Lucky Orange might take a different approach than other heat map tools in the marketplace. Here's how we do it:

Different Resolutions, HTML, etc.

Due to the ever-changing nature of the web, it can be quite difficult to generate accurate heat maps for every variation in browser, screen resolution, device, etc. For instance, if we just placed a click's x and y coordinates on a randomly sized version of your site, none of the plotted points would make any sense because each one could be coming from a visitor using a device with a lower or higher resolution than the base image we created of your site. Also, some people may have seen different elements in different locations on your page. What if at one point your logo was in the top right corner of the page, and now it's in the top left corner of the page? How would we differentiate between the two? Would we say some people clicked on it in the top right, and others clicked on it in the top left?

To get around this, Lucky Orange "fingerprints" certain elements that are clicked or moused over, then stores the information using relative coordinates. This allows us to say for instance, Visitor A clicked 33 pixels down and 45 pixels to the right of the logo in the upper right corner of the page.

If a page's underlying HTML has changed, or a fingerprint can't be discerned for an element when the heat map is generated, the changed HTML or element isn't rendered in the final heat map, even if some data had already been stored at the time.
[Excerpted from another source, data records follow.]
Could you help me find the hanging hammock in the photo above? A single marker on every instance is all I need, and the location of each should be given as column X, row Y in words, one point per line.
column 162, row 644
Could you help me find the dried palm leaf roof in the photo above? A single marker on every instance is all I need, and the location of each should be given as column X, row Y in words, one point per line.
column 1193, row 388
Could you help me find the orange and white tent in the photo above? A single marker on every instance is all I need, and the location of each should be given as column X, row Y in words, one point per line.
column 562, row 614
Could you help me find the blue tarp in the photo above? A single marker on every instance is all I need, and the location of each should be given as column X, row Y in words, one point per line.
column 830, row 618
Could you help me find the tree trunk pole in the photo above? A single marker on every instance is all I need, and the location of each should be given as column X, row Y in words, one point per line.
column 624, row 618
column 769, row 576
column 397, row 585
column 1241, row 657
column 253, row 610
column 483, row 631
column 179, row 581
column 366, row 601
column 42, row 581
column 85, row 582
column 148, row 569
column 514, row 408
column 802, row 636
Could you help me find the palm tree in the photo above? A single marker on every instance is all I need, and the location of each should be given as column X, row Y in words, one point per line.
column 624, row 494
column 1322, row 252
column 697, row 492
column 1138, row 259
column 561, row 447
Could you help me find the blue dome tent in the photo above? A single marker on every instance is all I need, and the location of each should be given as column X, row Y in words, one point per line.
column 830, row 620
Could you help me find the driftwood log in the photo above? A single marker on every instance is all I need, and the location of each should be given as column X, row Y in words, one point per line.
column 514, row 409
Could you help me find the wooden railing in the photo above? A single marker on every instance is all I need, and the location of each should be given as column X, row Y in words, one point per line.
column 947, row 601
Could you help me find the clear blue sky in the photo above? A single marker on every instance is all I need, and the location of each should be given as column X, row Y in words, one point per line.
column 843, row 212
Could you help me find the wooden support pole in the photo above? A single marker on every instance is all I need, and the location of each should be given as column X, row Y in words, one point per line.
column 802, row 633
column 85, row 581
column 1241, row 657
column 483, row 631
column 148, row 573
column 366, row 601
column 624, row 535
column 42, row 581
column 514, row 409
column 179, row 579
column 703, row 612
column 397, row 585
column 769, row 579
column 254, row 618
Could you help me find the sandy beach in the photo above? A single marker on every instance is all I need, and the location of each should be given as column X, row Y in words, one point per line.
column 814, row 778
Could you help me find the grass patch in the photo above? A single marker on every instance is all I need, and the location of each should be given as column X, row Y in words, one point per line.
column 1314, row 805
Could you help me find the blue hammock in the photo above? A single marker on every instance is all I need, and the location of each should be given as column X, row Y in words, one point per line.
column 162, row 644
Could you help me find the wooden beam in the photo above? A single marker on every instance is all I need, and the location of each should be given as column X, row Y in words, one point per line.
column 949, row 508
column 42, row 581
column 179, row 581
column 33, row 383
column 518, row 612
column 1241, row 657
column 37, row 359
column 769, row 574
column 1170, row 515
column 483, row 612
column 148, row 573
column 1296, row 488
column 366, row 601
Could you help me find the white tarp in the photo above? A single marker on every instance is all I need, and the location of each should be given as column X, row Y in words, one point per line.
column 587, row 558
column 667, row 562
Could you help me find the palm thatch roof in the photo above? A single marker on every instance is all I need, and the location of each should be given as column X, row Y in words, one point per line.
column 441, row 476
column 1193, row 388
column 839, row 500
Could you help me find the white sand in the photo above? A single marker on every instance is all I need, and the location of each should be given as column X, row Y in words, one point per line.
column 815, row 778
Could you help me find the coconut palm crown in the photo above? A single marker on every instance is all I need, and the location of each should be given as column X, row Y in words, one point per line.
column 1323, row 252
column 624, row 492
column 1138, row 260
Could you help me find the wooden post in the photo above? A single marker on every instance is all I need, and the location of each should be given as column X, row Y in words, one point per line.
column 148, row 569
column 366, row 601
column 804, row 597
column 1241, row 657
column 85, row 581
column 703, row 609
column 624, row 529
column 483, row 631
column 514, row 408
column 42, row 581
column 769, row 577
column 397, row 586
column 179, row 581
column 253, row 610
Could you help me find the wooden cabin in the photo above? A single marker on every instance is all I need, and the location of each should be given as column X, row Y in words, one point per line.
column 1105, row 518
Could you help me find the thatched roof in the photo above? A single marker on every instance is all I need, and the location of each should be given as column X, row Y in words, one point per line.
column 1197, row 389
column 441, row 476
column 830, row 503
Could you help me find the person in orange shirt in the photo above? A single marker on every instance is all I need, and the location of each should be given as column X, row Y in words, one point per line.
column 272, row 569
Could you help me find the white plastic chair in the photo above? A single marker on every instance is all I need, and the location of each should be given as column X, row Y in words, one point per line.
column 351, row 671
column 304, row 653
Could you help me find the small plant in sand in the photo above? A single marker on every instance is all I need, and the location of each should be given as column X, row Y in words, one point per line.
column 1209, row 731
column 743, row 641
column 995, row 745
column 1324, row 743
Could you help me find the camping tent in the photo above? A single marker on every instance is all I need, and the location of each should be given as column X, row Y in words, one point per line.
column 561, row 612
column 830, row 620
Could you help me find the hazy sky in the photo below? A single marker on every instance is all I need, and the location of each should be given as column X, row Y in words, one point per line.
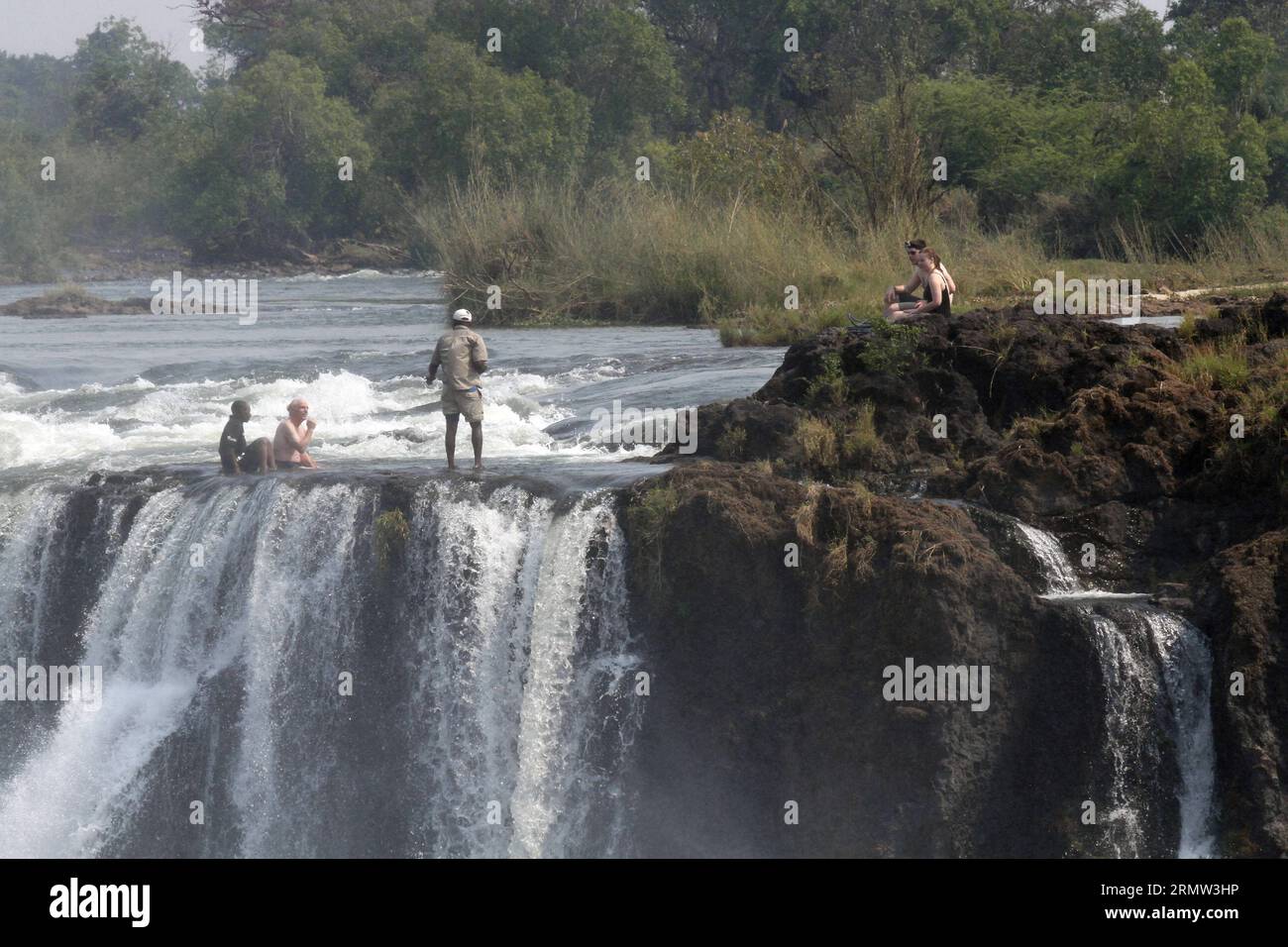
column 53, row 26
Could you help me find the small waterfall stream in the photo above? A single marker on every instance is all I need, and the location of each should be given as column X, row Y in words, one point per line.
column 1157, row 669
column 490, row 711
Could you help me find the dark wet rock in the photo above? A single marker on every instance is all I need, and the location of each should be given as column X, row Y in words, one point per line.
column 769, row 680
column 1244, row 607
column 1109, row 436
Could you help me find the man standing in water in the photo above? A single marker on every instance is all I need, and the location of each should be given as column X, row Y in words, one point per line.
column 463, row 356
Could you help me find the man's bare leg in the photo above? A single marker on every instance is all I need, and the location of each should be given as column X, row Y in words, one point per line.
column 477, row 441
column 452, row 420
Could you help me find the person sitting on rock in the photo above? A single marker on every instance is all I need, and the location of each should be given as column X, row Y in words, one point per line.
column 294, row 436
column 936, row 295
column 905, row 294
column 235, row 454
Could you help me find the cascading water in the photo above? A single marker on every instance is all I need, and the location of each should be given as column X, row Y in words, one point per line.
column 464, row 693
column 1157, row 672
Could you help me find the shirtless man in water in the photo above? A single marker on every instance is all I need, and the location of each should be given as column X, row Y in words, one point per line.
column 292, row 437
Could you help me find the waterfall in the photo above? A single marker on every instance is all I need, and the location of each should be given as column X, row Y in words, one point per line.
column 1157, row 672
column 1054, row 564
column 271, row 686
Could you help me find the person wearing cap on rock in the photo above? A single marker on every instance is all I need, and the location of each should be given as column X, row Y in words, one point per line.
column 463, row 356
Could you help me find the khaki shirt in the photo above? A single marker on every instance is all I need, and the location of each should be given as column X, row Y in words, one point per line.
column 462, row 355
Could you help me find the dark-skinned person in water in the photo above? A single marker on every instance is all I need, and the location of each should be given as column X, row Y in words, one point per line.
column 235, row 455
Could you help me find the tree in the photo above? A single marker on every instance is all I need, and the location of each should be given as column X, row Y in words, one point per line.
column 459, row 112
column 121, row 77
column 258, row 166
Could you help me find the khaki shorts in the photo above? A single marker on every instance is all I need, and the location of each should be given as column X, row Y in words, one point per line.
column 468, row 403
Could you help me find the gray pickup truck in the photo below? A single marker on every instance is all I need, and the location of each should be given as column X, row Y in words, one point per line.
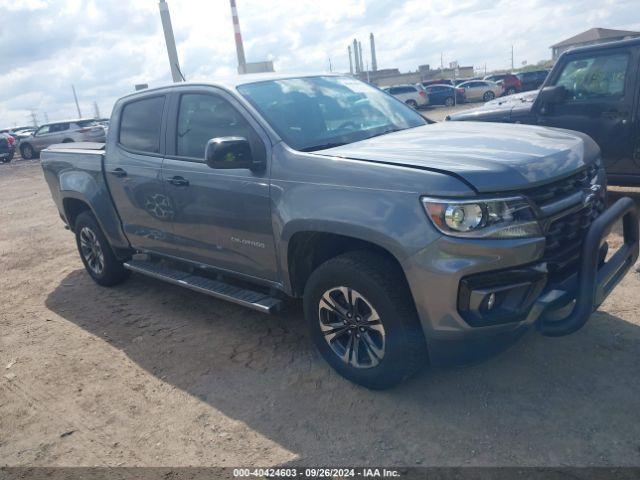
column 408, row 242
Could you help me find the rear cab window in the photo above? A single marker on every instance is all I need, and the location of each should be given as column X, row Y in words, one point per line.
column 140, row 124
column 595, row 77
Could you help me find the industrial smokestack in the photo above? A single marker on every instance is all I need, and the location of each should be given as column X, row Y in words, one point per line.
column 374, row 63
column 176, row 74
column 242, row 62
column 356, row 62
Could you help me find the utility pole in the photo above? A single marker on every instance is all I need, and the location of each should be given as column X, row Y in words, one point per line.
column 512, row 58
column 374, row 61
column 356, row 62
column 165, row 17
column 242, row 62
column 75, row 97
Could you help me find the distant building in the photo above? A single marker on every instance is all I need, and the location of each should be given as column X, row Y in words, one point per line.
column 591, row 37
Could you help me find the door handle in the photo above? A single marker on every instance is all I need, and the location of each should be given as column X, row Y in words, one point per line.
column 178, row 181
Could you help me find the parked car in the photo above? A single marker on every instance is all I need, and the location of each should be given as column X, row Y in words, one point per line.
column 510, row 83
column 592, row 90
column 413, row 95
column 458, row 81
column 404, row 240
column 445, row 95
column 441, row 81
column 480, row 90
column 7, row 147
column 532, row 80
column 61, row 132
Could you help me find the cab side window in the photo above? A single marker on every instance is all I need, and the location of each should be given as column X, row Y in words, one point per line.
column 202, row 117
column 140, row 124
column 598, row 77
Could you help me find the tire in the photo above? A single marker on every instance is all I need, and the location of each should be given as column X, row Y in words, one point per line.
column 105, row 268
column 27, row 152
column 377, row 287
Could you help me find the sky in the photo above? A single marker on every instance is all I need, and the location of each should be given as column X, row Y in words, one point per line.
column 105, row 47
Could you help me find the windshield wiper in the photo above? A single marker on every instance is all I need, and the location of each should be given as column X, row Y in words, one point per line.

We could render it to make your heat map more colorful, but it would also be more inaccurate.

The more id attributes found in a page's HTML, the more accurate the fingerprints. Lucky Orange also uses key attributes like class, href, src, etc. to help fingerprint specific elements on the page.

If your site hasn't gathered too much data yet, your heat maps might seem a bit sparse, especially if any points were thrown out because of changed HTML, lack of any good fingerprints, etc.